Chapter IV of Section-I narrates a real story of a young man in jail waiting for death sentence, and how he was released. There are lot of learning material as well as astrological reasoning, especially about role of Jupiter and application of Antardasha and Pratyantardasha.
Section-II (page 42 to 98) is a significant part of this book and highly recommended to students of Jyotish. Without any intricacies, it explains the Laghu Parashari and Madhya Parashari. How to draw functional benefic, functional neutral and functional malefic lords of dasha, are not only explained but also tabulated. There are some clues how a planet can simultaneously attain multidimensional role of benefic and neutral, money giver and death causer, and so on. Author also advises to judiciously and flexibly apply these principles. This instructive section is a must read, because one who does not know and comprehend these principles can never ever handle Vimshottari Dasha. Chapter XIV of same section teaches how to use Rasi-Tulya-Amsa for predictive purpose. This section ends with three checklists for astrologers, and instructs around (10 + 15 + 7 =) 22 points and some cautions for judgment of horoscopes.

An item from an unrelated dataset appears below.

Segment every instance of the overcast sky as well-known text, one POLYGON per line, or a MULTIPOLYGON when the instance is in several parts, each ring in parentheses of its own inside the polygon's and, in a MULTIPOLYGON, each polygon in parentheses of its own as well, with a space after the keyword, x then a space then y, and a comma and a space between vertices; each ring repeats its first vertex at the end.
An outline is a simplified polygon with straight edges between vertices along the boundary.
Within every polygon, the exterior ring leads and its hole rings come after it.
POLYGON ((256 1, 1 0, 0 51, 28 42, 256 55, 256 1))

Section-III mainly focuses forecasting. However, the arrangement of material does not follow liner and logical course. It is in traditional Indian style of oral storytelling – intuitive and non-linear having touch of ‘magical realism’. Astrological principles, case studies, stories of clients, memoir of mentors, and research work run side by side. This section also contains a chapter on methods of birth rectification but there are only clues and no approach is practically explained. The next chapter (Use of Divisional Horoscope) yields an excellent interpretation of life events on the chart of Sanjay Gandhi. Later chapters unveil some useful predictive techniques on Antar-Pratyantar Dasha and combined transit of Saturn and Jupiter for timing love, marriage and children.
“Why Belief in Destiny?” is the heading of Section-IV. Having five chapters, this part of book reiterates the predominate role of fate in one’s life. Reincarnation, being eldest or youngest, parents, insanity, death and some uncontrollable events are discussed with case studies. Interestingly, the concluding chapter of book also contains excerpts of natal chart reading given to an American lady. Here author has mentioned 12 delineations, 21 predictions, and dozens of notes on different traits and events, but without a single astrological reasoning. Obviously he anticipates you to solve the riddle yourself.